Cet élément peu recommandable réussit cependant à force de se démener, à provoquer le rappel du gouverneur Murray en Angleterre (1765) et son remplacement par le brigadier général Carleton. Murray paya ainsi de la perte de son emploi le crime, irréparable alors, d’avoir montré quelque sympathie et quelque équité pour la race vaincue[1].


L’Angleterre envoya au Canada, en qualité de lieutenant-gouverneur, et pour remplacer Murray, le général Carleton ; un nouveau juge en chef, M. Hey, et un nouveau procureur général, M. Mazères, fils d’un refugié huguenot, l’accompagnaient (1766). Cette nouvelle administration ne changea pas les dispositions des Canadiens qui persistèrent dans leur attitude de protestation et dans leur calme résistance à l’arbitraire qui

  1. Murray eut à réprimer, pendant son administration, un soulèvement des Indiens du pays d’En-Haut, rassemblés sous la conduite d’un chef Outaouais, nommé Pontiac.

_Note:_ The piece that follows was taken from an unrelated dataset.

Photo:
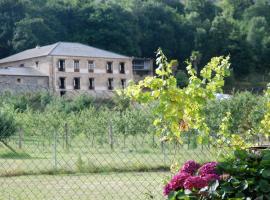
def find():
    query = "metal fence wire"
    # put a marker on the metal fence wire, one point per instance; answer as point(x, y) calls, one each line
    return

    C’est aussi sous l’administration de Murray que parut (21 juin 1764) le premier journal canadien de langue française, la Gazette de Québec. Mais ce journal dut longtemps se contenter de noter, sans les commenter, les nouvelles du Canada et de l’étranger, et l’on y chercherait vainement un reflet de l’opinion au Canada au dernier siècle.